A. S. Byatt, Possession (Vintage 1991)
https://www.goodreads.com/book/show/41219.Possession?ac=1&from_search=true&qid=I6SN8nY1ey&rank=1
Roland Michell is a researcher investigating the work of (fictional) Victorian poet Randolph Ash. In a library he happens upon some correspondence from Ash to a lady, whom he believes to be the (fictional) poet Christabel LaMotte. The fictional poets are loosely based on Robert Browning and Christina Rossetti.
Roland pursues the subject from library to stately home, hoping to achieve an academic scoop before rival researcher Mortimer Cropper—who also pursues a literary-research relationship with Beatrice Nest—beats him to it. Roland collaborates with Maud Bailey, some relative of Christabel’s. The blossoming relationship between Roland and Maud parallels that of Ash and Christabel.

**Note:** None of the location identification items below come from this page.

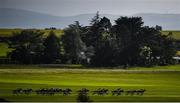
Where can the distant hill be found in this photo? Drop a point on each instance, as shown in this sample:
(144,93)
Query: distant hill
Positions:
(15,18)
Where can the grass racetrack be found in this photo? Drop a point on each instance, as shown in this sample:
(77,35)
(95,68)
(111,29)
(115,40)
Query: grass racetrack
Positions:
(161,83)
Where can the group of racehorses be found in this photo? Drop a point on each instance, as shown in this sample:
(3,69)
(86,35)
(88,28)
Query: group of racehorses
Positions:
(84,91)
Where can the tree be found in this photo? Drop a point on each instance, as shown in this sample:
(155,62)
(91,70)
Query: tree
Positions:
(83,97)
(126,31)
(52,50)
(27,46)
(73,45)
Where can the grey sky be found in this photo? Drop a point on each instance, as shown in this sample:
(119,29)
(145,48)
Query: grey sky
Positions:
(74,7)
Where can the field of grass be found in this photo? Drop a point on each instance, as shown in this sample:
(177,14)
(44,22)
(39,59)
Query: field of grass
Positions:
(161,83)
(8,32)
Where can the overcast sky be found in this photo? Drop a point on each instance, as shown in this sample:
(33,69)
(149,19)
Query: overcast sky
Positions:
(75,7)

Christabel is described as ‘generic Victorian lady, specific shy poetess’. She wore ‘emerald green boots’ and had ‘a hint of greenness’ in her hair, drawing a poetic comparison to the fishy-serpent-fairy Melusina, about whom she wrote an epic poem. Her poetry had apparently been received differently by subsequent generations of feminists—‘swing skirted and lipsticked in the 50s, miniskirted and trailing Indian cotton in the 60s, black-lipped under pre-Raphaelite hairbrushes in the 70s’. There is much imagery of Nimue bewitching Merlin under the hawthorn, entrapped females, ladies sleeping enchanted in glass coffins, ladies enveloped by waves.
Roland and Maud discover that Ash’s and Christabel’s affair drove Christabel’s companion-maybe-lover Blanche Glover to suicide and resulted in a lovechild Ash never knew about.

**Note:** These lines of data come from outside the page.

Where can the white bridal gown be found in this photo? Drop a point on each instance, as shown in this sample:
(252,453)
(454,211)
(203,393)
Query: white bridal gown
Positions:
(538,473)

This Booker winner is considered a work of ‘postmodern literature’, categorised as ‘historiographic metafiction’, combining historical fiction with metafiction (which continually reminds the audience to be aware they are reading a fictional work). As such it uses frequent allusions to other artistic, historical and literary texts. There are entire chapters consisting only of Ash’s and Christabel’s wordy, erudite correspondence and other entire chapters of poems or journal entries.

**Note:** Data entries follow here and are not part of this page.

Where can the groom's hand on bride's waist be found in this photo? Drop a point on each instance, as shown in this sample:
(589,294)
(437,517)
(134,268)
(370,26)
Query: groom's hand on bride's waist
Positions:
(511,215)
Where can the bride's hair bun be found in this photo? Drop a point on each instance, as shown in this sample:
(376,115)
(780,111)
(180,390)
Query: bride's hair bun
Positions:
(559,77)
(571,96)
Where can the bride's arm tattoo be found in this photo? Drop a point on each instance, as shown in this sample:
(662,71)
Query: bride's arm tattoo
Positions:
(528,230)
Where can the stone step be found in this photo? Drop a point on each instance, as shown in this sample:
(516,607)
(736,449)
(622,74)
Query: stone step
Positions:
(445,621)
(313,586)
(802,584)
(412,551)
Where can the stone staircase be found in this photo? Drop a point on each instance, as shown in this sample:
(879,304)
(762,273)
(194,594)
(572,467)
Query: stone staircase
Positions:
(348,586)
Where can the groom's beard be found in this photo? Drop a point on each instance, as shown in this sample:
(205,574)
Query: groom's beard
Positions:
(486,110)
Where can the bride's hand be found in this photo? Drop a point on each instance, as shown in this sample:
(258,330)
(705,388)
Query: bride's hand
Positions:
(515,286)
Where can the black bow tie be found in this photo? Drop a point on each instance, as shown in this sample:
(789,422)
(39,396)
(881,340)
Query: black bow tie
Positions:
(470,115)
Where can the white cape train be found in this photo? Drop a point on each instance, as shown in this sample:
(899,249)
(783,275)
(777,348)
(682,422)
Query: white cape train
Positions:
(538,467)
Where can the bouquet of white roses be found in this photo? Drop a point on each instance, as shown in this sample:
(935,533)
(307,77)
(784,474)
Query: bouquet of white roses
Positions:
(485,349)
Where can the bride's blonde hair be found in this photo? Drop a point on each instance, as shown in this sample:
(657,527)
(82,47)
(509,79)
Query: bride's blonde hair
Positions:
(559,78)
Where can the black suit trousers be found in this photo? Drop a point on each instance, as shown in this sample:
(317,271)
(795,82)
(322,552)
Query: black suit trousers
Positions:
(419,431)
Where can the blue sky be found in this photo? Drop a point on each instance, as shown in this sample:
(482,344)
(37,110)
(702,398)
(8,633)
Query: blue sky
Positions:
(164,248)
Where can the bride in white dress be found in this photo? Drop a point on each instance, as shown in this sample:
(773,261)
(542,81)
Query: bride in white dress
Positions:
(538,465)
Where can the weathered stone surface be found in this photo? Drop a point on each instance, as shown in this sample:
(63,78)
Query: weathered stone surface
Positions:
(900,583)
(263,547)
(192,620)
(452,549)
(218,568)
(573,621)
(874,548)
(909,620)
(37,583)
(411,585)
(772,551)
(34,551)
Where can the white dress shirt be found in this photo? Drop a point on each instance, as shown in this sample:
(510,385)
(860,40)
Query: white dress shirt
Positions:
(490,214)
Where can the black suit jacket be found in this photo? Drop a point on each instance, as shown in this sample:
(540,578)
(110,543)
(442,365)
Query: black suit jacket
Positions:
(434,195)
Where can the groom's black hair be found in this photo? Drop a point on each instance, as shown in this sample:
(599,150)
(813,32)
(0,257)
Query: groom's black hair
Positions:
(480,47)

‘There’s a reference to almost everything in Randolph Ash, sooner or later’ is said about the fictional poet’s work, which I feel goes for Byatt’s work, too. This is–and I have been looking for one, after a slew of easy-read who-dunnits—a thoroughly grown-up book. It was very hard to get into; I’ve tried off and on to start reading it over a space of three years (and I confess, I skipped over the poems). In this quick-swipe, dumbed-down day and age, it’s hard to devote such a block of time as is required to read such a meaty work. We’ve got to keep trying, lest we forget how.